Ketika menguraikan ayat : “Kami turunkan pada setiap kaum seseorang yang memberi peringatan, maka selalu saja orang kaya dari kaum itu mengatakan, “Kami kafir dengan apa-apa yang diturunkan Tuhan kepadamu”. Ali Syariati mengatakan bahwa semua orang kaya “kelompok kapitalis” bakal terus menentang segala bentuk perubahan.
Sebaliknya, Murthada Mutahhari mengatakan bahwa penyebab pertentangan perubahan itu bukan saja kelompok kapitalis, tetapi setiap orang atau kelompok yang menganggap perubahan akan mengancam stabilitas dan kemapanan status quo. Jadi inti masalahnya bukan terletak pada kapitalis atau proletarian , singkatnya sesuatu itu ditentang karena diduga mengancam basic security yang kesemua itu tergantung cara bagaimana orang dalam mempersepsi setiap keadaan.
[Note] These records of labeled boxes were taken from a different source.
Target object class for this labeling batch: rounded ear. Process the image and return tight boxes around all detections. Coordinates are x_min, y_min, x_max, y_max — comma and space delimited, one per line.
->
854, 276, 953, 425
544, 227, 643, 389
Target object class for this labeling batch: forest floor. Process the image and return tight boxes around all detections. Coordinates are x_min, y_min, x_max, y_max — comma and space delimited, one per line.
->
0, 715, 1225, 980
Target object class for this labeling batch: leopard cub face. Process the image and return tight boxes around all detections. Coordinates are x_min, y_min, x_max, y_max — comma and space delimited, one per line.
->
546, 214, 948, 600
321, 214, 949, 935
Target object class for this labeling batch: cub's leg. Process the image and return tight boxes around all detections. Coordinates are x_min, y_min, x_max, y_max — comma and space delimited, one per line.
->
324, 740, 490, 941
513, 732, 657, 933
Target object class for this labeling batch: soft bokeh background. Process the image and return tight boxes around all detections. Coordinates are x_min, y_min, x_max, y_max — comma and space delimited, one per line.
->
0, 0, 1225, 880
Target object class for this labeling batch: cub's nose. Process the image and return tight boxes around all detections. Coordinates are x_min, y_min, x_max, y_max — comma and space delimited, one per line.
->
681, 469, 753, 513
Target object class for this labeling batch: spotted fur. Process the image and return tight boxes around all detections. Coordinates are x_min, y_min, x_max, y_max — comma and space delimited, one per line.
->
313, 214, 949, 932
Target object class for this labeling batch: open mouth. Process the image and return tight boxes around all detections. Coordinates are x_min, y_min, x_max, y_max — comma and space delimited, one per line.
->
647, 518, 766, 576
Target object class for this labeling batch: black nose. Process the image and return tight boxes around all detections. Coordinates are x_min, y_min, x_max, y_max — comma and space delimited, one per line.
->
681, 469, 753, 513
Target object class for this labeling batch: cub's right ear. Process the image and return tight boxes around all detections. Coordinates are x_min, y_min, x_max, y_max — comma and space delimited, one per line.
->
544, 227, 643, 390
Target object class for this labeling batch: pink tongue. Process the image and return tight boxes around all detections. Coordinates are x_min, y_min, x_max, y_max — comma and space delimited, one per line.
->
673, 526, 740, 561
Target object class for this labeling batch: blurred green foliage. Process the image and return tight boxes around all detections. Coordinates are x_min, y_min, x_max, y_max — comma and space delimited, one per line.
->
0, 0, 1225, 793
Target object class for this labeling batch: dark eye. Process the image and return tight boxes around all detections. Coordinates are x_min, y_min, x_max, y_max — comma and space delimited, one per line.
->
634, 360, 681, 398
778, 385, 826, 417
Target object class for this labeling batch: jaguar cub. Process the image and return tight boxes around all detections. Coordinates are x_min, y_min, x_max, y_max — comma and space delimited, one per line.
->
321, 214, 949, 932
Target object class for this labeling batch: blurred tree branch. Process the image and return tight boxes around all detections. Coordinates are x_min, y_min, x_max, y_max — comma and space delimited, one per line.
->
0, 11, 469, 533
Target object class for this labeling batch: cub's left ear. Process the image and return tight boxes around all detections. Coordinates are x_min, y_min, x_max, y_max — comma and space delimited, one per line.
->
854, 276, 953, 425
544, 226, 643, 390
Kesimpulannya , tidak ada masalah atau keadaan yang stressful (menimbulkan stres) di dunia ini. Yang menimbulkan stress di dunia ini adalah diri kita sendiri. Lingkungan tidak menyebabkan stress , kitalah yang mempersepsi lingkungan secara stressful atau penuh tekanan.l
Penutup
Satu hari ,ditengah-tengah padang pasir , Nabi Musa melihat ada orang yang membutuhkan pertolongan . Kemudian datanglah beliau dan mendapatkan seseorang yang sedang membenamkan tubuhnya yang telanjang ke dalam gundukan pasir.
“Ya, Nabi Allah, saya ini orang yang sangat miskin. Sama sekali saya tidak mempunyai baju untuk menutup aurat saya. Karenanya, saya benamkan tubuh ini ke dalam pasir. Doakan mudah-mudahan Tuhan berkenan menolong saya dari krisis moneter yang berkepanjangan ini.
Lalu Nabi Musa berdoa. Karena doa seorang nabi, Tuhan pun mengijabahnya. Orang itu lalu diselamatkan dari gundukan pasir dan kemudian memperoleh keuntungan dan harta yang melimpah.
One month later ….satu bulan kemudian , Nabi Musa datang kesebuah kota. Beliau terkejut menyaksikan banyak orang berkerumun di sekitar penjara sambil berteriak-teriak . Karena ingin tahu apa yang terjadi . Ia masuk kepenjara itu. Ia terkejut untuk yang kedua kalinya. Karena orang yang dipenjara itu ternyata orang yang dia selamatkan dari padang pasir. Lalu Nabi Musa bertanya : “Apa yang terjadi pada orang tersebut?”.
Lalu seseorang menjawab : “Orang ini pekerjaannya setiap hari mabuk-mabukan, bersenang-senang, tidak pernah bekerja. Suatu saat dalam keadaan mabuk., dia membunuh kawannya sendiri. Kerumunan orang ini adalah masa yang marah dan ingin membalas dendam atas perbuatan orang itu.
Kemudian Nabi Musa mengundurkan diri dari tempat tersebut dan mengucapkan ayat suci Al-Qur”an : Sekiranya Allah memberikan rezeki yang luas kepada hamba-hamba-Nya, pastilah mereka berbuat zalim (kerusakan) di bumi ini(Al-Qur’an 42:27).
Setelah menyebutkan ayat Al-Qur’an itu , lalu Nabi Musa mengucapkan dua bait puisi :
Sekiranya kucing-kucing miskin kita beri sayap
Maka kucing itu akan terbang dan akan menghabiskan burung pipit
Peristiwa ini mengajarkan bagaimana perubahan perilaku pada tingkat individual dapat berpengaruh pada perubahan prilaku orang lain. Tidak benar bahwa orang miskin diberi kekayaan akan menjadi baik, juga tidak benar orang kaya kita jarah akan berubah menjadi baik. Semua itu tergantung pada sumber daya manusianya. Peristiwa diatas menggambarkan bagaimana seorang miskin yang diberi kekayaan ternyata tidak bisa mengunakan kekayaan secara baik. Dia berpoya-poya, mabuk-mabukan dan membuat kerusakan lalu akhirnya dipenjara.
Ini mengajarkan kepada kita bahwa “kucing-kucing miskin” jangan dijadikan pejabat. Sebab mereka akan mengabiskan seluruh kekayaan di negeri ini. Namun sungguh malang, di Indonesia kebanyalan pejabat dulunya ‘:kucing-kucing miskin’ ketika mendapat jabatan, rakusnya bukan main seluruh burung pipit dihabiskan. Segala macam kayu pun dihabiskan. Salah kita sendiri mengapa mengangkat kucing-kucing miskin jadi pejabat.! .Wallahu a’lam.